La explicación es directa: planean penetrar el mercado de Estados Unidos. Sutcliffe mencionó que están evaluando todos los mercados internacionales para su expansión, y surge una consulta interna: cuándo y cómo llegarán a Estados Unidos. No reveló el itinerario detallado, pero indicó que habrá “un anuncio sobre esto en los próximos 24 a 36 meses”.

Estrategia oculta

Existen numerosas incógnitas en este escenario, y la entrevista no las aclaró de forma precisa. Por instancia, ¿qué pasará con los aranceles o las normativas estadounidenses respecto al software chino en los vehículos? Sutcliffe se limitó a afirmar que Geely es un grupo internacional habituado a cumplir con las regulaciones de protección de datos y comercio en diversos países, por lo que harán “lo que sea necesario para seguir esas regulaciones cuando llegue el momento”.

Citó como ejemplo la GDPR europea, y aunque la entrevista no conecta todos los puntos, el hecho de que usaran un evento de este tipo para declarar con firmeza su entrada inminente en un mercado tan complejo y adverso como el estadounidense indica que han analizado el tema a fondo. Geely cuenta con una ventaja gracias a Volvo, Polestar y Lotus.

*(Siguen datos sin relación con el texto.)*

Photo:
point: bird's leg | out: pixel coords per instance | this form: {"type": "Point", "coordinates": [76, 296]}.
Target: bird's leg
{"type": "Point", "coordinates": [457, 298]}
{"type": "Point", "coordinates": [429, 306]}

Estas son marcas bajo su control que ya operan en Estados Unidos, pero específicamente, Sutcliffe señaló que desean introducir Lynk & Co y Zeekr.

Acceso por el norte

Hay dos aspectos cruciales. Uno es la barrera arancelaria: 100% para los vehículos eléctricos originarios de China. En la práctica, esto haría inviable la venta de coches por parte de Geely, ya que los consumidores enfrentarían un sobrecosto que impediría competir en precios. Sin embargo, existen dos vías de escape. Por un lado, Geely podría establecer fábricas en territorio estadounidense, una opción respaldada por la Administración Trump si genera empleo local. La planta de Volvo en Carolina del Sur representaría una alternativa natural y viable para esa producción interna.

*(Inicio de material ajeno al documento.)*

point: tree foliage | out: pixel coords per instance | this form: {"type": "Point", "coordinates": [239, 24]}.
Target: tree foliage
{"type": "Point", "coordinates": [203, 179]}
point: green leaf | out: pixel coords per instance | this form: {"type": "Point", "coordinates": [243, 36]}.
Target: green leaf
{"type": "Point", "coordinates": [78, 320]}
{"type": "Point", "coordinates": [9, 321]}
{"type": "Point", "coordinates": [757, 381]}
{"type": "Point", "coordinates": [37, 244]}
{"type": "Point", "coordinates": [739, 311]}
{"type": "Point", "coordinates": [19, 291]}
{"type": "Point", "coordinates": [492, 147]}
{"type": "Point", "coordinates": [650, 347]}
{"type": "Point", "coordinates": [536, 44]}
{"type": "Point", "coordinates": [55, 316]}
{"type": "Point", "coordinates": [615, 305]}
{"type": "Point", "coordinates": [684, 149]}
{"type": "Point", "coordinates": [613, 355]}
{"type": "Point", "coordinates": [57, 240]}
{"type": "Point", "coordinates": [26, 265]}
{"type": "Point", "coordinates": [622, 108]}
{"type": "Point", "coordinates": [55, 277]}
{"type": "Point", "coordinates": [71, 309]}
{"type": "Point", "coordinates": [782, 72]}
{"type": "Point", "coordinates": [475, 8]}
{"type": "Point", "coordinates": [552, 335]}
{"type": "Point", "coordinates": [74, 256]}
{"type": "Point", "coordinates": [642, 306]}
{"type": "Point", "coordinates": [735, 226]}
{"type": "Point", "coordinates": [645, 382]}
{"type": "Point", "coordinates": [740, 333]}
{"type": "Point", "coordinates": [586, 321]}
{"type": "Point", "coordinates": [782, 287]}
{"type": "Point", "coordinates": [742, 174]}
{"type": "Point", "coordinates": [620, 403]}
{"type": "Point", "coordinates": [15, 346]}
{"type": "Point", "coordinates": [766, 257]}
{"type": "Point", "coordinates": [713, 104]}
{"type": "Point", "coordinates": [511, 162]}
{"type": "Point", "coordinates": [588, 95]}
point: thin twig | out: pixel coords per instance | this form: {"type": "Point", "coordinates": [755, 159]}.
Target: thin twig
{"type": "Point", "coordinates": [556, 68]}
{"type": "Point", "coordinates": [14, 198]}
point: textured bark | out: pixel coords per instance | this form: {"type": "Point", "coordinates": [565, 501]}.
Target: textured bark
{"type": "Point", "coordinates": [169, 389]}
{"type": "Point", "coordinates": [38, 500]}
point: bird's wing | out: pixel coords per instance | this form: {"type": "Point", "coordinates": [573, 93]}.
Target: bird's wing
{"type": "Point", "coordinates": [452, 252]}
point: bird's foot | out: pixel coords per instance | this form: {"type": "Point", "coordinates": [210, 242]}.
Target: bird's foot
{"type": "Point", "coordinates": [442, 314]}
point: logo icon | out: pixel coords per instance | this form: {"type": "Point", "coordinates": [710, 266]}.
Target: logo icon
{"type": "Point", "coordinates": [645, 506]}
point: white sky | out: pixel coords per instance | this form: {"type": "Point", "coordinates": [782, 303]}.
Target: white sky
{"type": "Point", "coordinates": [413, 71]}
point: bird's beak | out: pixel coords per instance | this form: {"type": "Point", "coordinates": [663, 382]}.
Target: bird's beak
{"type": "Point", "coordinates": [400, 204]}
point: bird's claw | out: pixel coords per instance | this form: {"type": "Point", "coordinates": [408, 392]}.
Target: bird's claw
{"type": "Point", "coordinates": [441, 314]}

Por otro lado, aprovechar rutas de exportación hacia Estados Unidos. Aquí, Canadá podría ser la carta ganadora para la compañía china. Si optan por no ensamblar los Zeekr o Lynk & Co en Carolina del Sur, podrían importar los vehículos desde Canadá y dirigirlos a Estados Unidos a través de esa frontera norteña. Canadá ha ajustado recientemente sus aranceles para vehículos eléctricos chinos de 100% a 6,1%.

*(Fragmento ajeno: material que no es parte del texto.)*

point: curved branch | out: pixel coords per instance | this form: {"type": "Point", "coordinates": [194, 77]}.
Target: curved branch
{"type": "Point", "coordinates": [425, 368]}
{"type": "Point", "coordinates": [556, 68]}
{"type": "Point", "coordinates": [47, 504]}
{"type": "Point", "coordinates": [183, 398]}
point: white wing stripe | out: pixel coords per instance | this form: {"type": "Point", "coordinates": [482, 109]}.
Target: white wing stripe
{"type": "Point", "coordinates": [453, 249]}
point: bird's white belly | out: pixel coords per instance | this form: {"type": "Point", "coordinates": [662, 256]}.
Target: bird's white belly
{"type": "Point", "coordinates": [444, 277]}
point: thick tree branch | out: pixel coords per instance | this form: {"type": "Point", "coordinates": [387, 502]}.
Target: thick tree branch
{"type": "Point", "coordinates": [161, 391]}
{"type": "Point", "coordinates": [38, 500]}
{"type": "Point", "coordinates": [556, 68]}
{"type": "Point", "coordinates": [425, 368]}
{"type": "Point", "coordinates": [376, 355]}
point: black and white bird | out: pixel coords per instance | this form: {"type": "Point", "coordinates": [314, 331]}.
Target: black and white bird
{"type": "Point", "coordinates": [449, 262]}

Se trata de un movimiento restringido, con un cupo inicial de 49.000 unidades anuales. Es una cifra modesta, pero representa un punto de partida y podría servir como prueba para que Geely introduzca sus marcas totalmente eléctricas en Estados Unidos vía Canadá. No obstante, Estados Unidos observa esto de cerca y ya ha advertido que Canadá “se va a arrepentir”.

Avance cauteloso

Gracias a su manejo de marcas como Volvo, Geely tiene una posición más favorable que otros rivales chinos para ingresar en el mercado estadounidense, pero hay un detalle clave. Geely no ha declarado “en tres años estaremos vendiendo miles de coches”, sino “en tres años detallaremos nuestro plan de entrada a Estados Unidos”.

Aun así, aunque no exista un plan público específico, es claro que esta afirmación sugiere que están preparando los mecanismos para replicar su éxito en Europa. Sin embargo, considerando el entorno político y los cambios abruptos en políticas como el comercio o los aranceles, muchas cosas podrían variar en los próximos 36 meses.